We have proposed a parallel formulation of local search procedure, called distributed local search (DLS) algorithm. We have applied the algorithm to stereo matching problem. The main encouraging result is that the GPU implementation of DLS on stereo matching seems to be the only method that provides an increasing acceleration factor as the instance size augments, for a result of quality less than 5% deviation to the best known energy value. For all the other approaches, the acceleration factor, against the slowest sequential version of DLS, is decreasing, except for the ICM method, which however only produces poor result of about 45% deviation to the best known energy. Graph cuts based algorithms and belief propagation based algorithms are well-performing approaches concerning quality, however the computation time increases quickly along with the instance size. That is why we hope for further improvements or improved accelerations of the DLS approach with the availability of new multi-processor platforms with more independent cores.

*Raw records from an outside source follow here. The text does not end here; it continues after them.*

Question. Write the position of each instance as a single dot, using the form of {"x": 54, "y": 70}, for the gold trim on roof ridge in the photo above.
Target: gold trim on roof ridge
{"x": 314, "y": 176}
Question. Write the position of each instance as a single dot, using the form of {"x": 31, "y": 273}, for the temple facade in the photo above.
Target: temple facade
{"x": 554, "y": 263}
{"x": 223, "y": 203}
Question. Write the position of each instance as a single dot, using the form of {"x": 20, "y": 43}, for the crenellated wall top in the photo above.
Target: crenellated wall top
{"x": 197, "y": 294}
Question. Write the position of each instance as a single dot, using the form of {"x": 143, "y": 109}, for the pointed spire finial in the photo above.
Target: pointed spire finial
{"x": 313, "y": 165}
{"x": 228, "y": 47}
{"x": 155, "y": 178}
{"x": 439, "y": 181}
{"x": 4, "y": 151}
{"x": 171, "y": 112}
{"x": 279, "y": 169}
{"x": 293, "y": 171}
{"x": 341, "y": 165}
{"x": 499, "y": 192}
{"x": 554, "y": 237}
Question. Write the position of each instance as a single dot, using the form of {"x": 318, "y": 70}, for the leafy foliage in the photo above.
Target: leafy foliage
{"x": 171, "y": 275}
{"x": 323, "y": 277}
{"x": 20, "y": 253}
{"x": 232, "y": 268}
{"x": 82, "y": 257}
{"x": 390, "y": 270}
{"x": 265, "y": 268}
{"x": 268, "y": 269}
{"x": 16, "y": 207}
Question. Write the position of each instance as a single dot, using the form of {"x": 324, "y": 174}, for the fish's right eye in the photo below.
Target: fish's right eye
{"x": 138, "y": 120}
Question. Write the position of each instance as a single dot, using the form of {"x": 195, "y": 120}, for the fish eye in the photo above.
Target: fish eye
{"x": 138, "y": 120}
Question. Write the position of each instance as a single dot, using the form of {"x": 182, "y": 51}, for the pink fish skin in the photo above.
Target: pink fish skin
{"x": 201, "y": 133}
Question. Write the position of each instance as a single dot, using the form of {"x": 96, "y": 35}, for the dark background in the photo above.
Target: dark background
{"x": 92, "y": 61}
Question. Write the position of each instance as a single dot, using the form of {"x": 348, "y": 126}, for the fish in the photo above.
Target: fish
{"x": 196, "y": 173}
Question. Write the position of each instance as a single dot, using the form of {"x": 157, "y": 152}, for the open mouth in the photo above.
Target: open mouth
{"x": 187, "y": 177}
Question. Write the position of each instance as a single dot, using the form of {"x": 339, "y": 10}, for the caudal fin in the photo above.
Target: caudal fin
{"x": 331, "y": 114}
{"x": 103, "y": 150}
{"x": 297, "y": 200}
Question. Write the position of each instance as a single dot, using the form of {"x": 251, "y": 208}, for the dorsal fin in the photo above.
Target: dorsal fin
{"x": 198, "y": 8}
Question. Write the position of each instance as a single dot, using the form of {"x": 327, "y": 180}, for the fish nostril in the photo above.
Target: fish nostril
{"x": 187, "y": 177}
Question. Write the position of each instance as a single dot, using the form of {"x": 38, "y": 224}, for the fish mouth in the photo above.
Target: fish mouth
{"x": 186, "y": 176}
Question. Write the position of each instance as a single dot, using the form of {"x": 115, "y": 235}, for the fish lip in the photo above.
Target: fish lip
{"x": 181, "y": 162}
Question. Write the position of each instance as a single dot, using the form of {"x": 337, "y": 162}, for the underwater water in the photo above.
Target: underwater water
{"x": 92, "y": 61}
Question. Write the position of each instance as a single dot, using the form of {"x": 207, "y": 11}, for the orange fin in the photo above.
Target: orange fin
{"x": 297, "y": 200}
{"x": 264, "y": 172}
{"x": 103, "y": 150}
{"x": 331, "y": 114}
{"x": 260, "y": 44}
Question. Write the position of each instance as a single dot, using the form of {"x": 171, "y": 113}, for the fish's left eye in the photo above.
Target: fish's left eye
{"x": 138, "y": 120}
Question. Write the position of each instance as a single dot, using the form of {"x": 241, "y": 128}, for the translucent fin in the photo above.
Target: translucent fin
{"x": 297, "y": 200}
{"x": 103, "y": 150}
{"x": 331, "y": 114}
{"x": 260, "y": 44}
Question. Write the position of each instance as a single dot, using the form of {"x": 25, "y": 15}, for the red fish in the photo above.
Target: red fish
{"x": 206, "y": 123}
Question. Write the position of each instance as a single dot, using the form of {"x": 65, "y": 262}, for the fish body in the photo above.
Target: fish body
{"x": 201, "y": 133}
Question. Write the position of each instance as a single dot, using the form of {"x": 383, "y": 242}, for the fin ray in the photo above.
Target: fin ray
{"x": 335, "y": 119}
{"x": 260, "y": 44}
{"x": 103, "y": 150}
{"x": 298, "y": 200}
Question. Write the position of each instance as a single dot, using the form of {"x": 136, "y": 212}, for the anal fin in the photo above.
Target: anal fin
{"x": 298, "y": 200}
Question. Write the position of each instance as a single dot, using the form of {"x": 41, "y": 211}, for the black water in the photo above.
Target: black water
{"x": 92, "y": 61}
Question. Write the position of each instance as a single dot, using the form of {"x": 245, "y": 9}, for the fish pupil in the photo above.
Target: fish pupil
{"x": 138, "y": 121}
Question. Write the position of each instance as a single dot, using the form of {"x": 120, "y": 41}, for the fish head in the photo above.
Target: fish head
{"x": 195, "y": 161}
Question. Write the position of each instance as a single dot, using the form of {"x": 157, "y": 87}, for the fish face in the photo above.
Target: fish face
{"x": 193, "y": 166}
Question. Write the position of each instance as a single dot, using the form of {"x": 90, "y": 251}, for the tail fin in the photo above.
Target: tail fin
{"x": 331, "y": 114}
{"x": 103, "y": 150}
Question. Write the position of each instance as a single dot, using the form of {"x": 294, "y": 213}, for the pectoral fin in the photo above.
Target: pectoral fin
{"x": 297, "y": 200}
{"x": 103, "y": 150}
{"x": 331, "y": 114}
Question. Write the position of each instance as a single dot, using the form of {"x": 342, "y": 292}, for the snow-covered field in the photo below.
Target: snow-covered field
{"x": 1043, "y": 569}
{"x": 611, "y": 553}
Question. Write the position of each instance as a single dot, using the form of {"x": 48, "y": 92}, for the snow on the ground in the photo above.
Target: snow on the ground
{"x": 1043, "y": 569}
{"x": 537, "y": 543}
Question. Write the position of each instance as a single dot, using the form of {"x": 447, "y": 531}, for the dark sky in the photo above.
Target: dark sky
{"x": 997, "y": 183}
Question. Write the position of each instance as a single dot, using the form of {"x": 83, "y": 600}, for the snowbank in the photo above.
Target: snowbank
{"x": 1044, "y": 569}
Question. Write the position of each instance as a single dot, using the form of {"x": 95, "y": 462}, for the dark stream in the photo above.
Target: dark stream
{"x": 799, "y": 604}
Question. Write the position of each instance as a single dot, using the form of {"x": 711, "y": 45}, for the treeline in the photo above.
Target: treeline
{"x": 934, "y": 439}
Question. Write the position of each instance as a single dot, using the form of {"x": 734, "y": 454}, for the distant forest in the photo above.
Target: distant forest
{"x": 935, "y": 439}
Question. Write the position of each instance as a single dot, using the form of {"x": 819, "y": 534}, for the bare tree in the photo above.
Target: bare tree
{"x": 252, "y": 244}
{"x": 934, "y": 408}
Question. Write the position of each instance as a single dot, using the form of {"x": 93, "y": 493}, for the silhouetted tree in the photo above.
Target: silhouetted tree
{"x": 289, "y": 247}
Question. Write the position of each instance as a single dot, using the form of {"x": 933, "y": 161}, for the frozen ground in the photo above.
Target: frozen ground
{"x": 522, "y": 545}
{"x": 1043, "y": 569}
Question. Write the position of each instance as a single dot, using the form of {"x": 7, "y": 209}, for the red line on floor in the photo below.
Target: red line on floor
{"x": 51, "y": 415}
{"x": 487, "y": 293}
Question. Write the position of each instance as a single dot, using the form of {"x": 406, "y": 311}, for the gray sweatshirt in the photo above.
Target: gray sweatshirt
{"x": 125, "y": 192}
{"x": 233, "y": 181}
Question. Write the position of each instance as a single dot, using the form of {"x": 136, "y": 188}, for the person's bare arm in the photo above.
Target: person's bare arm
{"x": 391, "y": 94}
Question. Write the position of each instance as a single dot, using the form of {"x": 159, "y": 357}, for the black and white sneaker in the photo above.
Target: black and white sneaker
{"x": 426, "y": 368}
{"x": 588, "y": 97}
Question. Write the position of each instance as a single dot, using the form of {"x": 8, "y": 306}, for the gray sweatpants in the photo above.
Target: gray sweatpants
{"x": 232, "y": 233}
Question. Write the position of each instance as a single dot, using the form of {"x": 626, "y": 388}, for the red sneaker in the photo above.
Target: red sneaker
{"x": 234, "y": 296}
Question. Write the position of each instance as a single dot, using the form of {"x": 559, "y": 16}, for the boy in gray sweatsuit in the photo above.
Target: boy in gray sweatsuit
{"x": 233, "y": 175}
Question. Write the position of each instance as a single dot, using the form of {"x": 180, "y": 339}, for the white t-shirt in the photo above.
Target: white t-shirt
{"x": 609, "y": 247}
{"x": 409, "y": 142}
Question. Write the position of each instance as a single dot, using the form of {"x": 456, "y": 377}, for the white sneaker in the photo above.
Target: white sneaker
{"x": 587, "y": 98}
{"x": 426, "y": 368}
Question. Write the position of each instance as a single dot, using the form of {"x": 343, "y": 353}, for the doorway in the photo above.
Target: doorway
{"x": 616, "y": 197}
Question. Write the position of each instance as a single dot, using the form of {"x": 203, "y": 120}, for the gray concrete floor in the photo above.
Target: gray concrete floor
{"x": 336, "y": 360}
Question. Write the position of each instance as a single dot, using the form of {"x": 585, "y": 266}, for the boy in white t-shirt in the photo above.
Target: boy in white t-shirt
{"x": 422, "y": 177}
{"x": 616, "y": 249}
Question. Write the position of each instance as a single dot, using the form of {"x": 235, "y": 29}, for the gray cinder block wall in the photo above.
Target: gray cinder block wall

It is a well-known fact that the minimum energy level does not necessarily correlate to the best real-case matching. Here, we only address energy minimization discarding too much complex post-treatments necessary for the “true” ground truth matching. It should follow that many tricks are certainly not yet implemented to make energy minimization coincide to ground truth evaluation. In order to improve the matching quality in terms of minimizing the errors to ground truth only, specially designed terms for detecting typical situations in vision, such as occlusion, slanted surfaces, and the aperture problem, need to be added in the formulation of energy function.